L’accordo sindacale non sana la comunicazione di licenziamento incompleta
In tema di licenziamento collettivo, la sufficienza e l'adeguatezza della comunicazione di avvio della procedura vanno valutate in relazione alla finalità della corretta informazione delle organizzazioni sindacali che, a seconda delle circostanze, potrebbe ritenersi in concreto raggiunta nel caso venga successivamente stipulato l'accordo previsto dall'articolo 4, comma 5, della legge 223/1991. Tale accordo tuttavia, non costituisce di per sé una sanatoria dei vizi della procedura, restando per il giudice l'obbligo della verifica in sede di merito circa l'effettiva completezza della comunicazione. E' quanto affermato dalla Corte di cassazione nella sentenza 32387/2019.
Il giudizio si riferisce al caso di un dipendente licenziato nell'ambito di una procedura collettiva e successivamente reintegrato dai giudici di merito, che avevano ritenuto incompleta e dunque illegittima la comunicazione di avvio della procedura in quanto non erano state indicate le ragioni per cui i licenziamenti dovessero essere limitati a una sola unità produttiva senza il coinvolgimento delle altre e ciò nonostante fosse stato raggiunto un accordo sindacale proprio su tale specifico criterio di scelta.
Il datore di lavoro ha presentato ricorso in Cassazione per diversi motivi, lamentando, per quanto qui interessa, come non vi fosse alcun obbligo di esplicitare nella lettera di avvio le ragioni per le quali non potevano essere confrontati i dipendenti della sede soppressa con quelli delle altre sedi e che, in ogni caso, il raggiungimento dell'accordo sindacale dovesse avere efficacia sanante a prescindere dal fatto se in esso fosse stato esplicitato e condiviso il vizio della comunicazione iniziale, così come avevano sostenuto i giudici di merito.

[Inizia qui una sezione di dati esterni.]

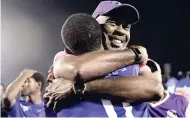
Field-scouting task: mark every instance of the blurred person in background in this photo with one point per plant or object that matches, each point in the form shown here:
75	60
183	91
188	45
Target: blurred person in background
2	91
30	83
183	86
170	105
170	82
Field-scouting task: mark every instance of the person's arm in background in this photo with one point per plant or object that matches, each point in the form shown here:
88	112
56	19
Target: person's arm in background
95	64
134	88
9	97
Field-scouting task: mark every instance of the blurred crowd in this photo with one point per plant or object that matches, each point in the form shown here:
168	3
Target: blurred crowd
176	83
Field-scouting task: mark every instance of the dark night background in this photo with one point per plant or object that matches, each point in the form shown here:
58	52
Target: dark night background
30	32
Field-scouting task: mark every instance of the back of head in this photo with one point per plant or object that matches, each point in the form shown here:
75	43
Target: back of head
39	77
81	33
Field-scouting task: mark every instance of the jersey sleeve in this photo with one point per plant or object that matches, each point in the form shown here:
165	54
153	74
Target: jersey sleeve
60	55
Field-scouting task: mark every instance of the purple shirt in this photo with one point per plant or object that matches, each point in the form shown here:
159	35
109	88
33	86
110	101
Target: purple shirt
183	87
95	106
172	105
25	109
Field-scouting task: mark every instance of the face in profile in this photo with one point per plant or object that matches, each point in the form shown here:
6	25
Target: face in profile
30	86
116	34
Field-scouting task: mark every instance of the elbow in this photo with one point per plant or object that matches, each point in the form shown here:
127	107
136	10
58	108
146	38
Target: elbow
66	71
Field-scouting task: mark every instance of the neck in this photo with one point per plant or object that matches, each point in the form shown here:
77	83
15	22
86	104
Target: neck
35	98
162	97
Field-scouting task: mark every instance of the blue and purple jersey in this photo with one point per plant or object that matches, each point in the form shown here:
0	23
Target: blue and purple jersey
171	106
94	106
183	87
25	109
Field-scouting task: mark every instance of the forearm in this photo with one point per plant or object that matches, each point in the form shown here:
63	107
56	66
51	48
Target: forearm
94	64
12	90
136	88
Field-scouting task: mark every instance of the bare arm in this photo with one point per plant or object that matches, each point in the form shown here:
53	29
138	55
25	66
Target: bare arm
93	64
130	89
14	88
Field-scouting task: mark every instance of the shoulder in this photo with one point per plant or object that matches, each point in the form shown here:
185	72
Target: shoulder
60	55
180	101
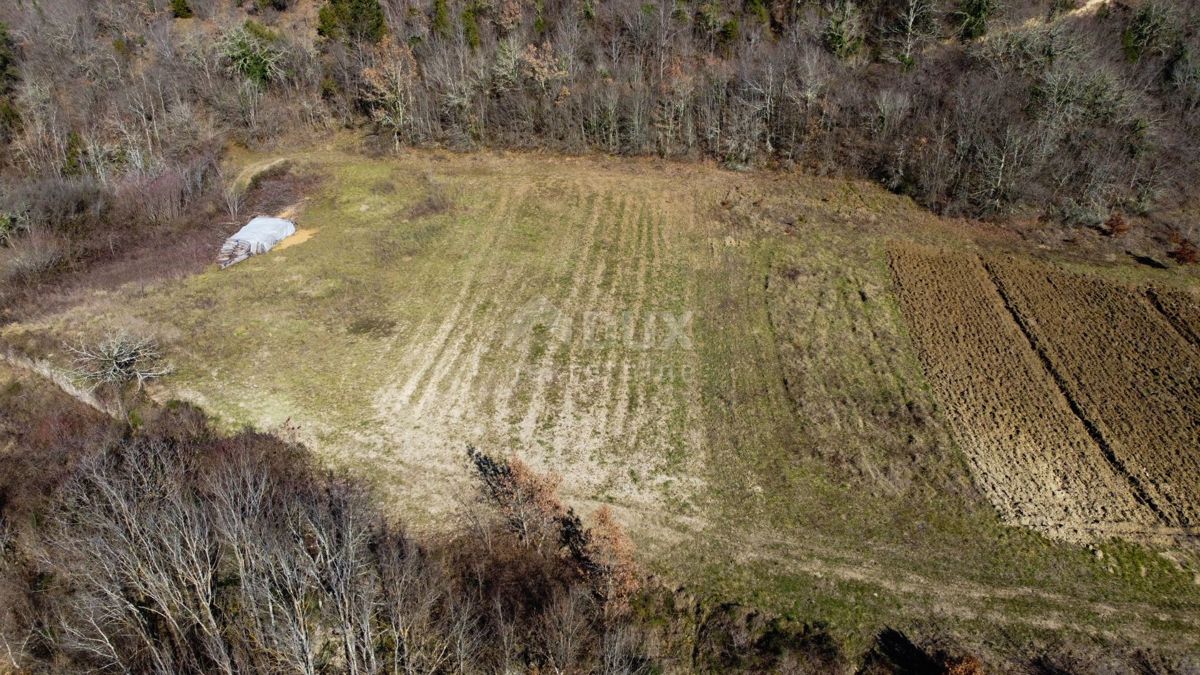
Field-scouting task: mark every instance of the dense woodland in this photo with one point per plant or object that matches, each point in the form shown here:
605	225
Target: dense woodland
166	547
113	113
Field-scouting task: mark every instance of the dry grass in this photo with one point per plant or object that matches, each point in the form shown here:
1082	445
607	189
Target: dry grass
735	381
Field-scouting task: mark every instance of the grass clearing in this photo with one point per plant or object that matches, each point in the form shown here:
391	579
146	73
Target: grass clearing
720	357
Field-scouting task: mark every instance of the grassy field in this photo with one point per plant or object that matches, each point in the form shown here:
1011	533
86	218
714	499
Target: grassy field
720	357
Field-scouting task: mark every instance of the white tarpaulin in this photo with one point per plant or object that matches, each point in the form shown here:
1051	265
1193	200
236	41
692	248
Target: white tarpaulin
257	237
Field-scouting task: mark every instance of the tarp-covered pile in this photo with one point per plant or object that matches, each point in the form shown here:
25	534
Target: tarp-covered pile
257	237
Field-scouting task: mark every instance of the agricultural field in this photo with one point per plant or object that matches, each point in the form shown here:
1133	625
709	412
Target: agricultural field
804	394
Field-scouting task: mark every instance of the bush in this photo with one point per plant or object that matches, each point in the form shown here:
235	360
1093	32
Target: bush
31	260
1150	29
251	52
181	10
9	72
973	17
844	29
352	21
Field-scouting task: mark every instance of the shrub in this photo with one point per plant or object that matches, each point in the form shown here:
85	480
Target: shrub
118	362
251	52
30	260
181	10
1185	252
352	21
973	17
9	72
471	25
1150	29
844	29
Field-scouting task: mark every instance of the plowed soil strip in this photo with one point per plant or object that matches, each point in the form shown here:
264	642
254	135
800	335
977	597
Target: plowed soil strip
1128	371
1135	484
1029	452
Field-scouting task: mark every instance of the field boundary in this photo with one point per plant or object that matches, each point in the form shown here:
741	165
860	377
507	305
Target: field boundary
1135	485
1185	330
59	378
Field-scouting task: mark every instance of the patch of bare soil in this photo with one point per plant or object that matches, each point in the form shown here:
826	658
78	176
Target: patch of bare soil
1133	378
1027	448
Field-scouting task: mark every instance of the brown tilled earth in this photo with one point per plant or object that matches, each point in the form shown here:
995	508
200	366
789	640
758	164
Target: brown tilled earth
1077	399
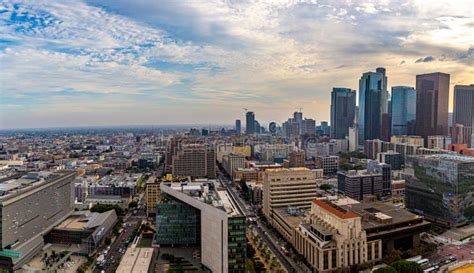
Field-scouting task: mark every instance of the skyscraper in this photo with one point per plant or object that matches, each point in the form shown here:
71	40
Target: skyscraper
238	127
343	103
373	101
250	123
432	103
403	110
464	105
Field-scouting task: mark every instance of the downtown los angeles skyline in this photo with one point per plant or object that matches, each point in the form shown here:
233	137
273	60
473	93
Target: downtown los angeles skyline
98	63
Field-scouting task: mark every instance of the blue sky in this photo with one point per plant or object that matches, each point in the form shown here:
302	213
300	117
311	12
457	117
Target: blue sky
76	63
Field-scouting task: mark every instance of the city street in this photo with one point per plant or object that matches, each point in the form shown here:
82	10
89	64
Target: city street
264	233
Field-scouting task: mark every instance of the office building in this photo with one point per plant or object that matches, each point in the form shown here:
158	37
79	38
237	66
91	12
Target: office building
282	188
464	105
238	127
414	140
83	231
403	110
432	104
461	134
329	164
438	142
250	123
203	214
308	126
195	160
334	239
391	158
343	105
297	159
439	187
373	102
233	162
359	184
30	207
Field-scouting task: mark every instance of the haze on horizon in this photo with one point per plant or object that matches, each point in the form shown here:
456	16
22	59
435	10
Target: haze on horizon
78	63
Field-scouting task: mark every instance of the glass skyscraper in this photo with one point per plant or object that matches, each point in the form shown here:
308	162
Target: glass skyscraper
343	105
403	110
373	101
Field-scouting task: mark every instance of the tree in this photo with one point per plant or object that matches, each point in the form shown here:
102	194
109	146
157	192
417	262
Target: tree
404	266
387	269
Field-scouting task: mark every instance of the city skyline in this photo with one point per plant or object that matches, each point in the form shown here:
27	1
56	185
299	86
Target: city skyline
95	63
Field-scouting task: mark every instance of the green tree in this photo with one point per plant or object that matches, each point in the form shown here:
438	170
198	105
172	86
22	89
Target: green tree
387	269
404	266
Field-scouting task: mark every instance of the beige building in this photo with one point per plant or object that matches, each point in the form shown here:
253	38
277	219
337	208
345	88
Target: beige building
334	238
195	160
152	195
294	187
414	140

La Suprema corte ha respinto entrambi i motivi. Quanto al primo, richiamando un orientamento consolidato (tra i tanti, 203/2015) ma ancora troppe volte ignorato dagli operatori, ha ritenuto che i motivi della restrizione della platea dei dipendenti da comparare debbano sempre essere adeguatamente indicati nella comunicazione di apertura della procedura e ciò al fine di garantire l'effettività del confronto con le organizzazioni sindacali.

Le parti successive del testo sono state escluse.